Sweet Boy#3–“My pee looks like a dolphin. See, da ta da!”
Sweet Boy#2–“When I grow up I’m going to make a hurricane of cream that goes everywhere in the world.”
Sweet Boy#2–“Momma, when I grow up I’d get dump trucks and dump powdered sugar all over our house!”
Sweet Boy#2–Gathers up thistle tops in a plastic baggy. “I want them to grow up to be beautiful thistles.”
Sweet Boy#3–“I killed a moldy bug, with my bare hands…just because.”
Sweet Boy#3–Crashes on his bike, looks himself over and as he is struggling out from under his bicycle to try again and mumbles to himself: “Scrapes all over the place…I’m not crying.”
Sweet Boy#1–Comes over to me and whispers in my ear: “Momma, (sweet boy#2) is treating (sweet boy#3) like a servant.” And indeed my middle boy had promised that he would sit by my youngest at dinner if only his little brother would work busily picking weeds and building a nest for his imaginary creature.
Sweet Boy#1–“This is my imaginary creatures climate.”

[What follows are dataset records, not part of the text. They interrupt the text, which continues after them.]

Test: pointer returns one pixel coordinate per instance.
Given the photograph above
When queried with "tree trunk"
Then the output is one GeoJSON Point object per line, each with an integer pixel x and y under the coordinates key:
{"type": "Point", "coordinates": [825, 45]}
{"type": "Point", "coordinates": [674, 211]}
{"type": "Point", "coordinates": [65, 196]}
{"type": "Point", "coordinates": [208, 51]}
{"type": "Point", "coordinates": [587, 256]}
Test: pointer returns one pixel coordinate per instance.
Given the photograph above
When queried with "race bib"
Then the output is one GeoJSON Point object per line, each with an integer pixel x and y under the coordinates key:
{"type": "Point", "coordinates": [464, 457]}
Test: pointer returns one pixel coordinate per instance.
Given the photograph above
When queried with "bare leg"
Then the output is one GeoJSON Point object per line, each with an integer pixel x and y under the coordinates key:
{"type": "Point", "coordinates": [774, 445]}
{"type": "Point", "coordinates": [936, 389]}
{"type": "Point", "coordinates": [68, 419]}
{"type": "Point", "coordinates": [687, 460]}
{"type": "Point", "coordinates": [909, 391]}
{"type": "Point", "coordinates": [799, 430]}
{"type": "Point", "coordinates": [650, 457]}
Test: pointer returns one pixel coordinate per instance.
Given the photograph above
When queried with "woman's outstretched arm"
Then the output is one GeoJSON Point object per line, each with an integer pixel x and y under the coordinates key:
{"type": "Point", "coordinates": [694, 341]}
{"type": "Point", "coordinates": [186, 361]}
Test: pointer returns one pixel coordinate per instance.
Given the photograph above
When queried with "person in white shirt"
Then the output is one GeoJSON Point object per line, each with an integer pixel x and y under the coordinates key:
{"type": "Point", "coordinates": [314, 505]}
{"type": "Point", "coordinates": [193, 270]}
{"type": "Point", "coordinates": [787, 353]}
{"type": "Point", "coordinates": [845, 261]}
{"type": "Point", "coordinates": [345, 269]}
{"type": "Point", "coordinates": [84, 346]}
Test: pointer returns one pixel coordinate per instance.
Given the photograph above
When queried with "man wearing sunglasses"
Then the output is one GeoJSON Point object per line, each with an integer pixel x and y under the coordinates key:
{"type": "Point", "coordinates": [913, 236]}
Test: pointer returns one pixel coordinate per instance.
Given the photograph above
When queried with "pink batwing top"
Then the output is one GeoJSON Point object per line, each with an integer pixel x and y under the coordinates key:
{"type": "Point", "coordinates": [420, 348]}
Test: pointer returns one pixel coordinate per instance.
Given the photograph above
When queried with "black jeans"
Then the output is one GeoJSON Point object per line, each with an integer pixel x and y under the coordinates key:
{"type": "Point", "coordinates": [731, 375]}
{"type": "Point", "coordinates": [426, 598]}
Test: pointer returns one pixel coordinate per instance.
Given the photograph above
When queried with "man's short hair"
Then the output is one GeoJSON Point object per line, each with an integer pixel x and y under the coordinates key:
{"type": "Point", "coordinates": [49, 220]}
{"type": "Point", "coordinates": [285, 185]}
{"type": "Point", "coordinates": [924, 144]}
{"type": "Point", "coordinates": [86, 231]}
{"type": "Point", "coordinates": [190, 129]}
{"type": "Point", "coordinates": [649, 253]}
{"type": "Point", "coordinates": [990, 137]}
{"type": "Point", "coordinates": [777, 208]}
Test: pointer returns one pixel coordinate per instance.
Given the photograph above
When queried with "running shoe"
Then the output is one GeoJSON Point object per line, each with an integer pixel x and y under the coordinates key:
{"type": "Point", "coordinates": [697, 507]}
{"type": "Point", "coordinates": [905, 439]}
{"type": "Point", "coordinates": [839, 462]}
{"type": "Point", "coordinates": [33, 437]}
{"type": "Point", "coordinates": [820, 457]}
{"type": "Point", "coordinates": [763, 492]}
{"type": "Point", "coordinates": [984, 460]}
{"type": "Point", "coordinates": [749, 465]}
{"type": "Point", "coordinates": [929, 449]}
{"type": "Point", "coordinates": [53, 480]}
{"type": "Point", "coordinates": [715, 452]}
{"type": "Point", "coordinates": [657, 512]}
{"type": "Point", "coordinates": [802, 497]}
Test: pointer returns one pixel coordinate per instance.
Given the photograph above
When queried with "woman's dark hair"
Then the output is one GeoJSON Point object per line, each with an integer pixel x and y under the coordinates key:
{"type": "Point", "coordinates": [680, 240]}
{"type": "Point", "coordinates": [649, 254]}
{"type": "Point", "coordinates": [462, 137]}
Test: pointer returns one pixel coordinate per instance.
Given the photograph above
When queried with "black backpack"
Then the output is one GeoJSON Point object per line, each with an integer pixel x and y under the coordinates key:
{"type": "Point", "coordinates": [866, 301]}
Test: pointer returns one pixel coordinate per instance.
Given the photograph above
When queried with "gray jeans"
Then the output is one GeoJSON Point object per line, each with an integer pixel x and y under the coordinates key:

Sweet Boy#2–I walk into the bedroom and find my middle boy on his bunk, standing on his head with his feet on the ceiling. When questioned he replies: “I’m sleeping like a bat.” He was righteously furious when I informed him that he had to lie down on his pillow, because bats do indeed sleep upside down! And I’d like to see you convince a determined 5-year-old that he is not actually a bat.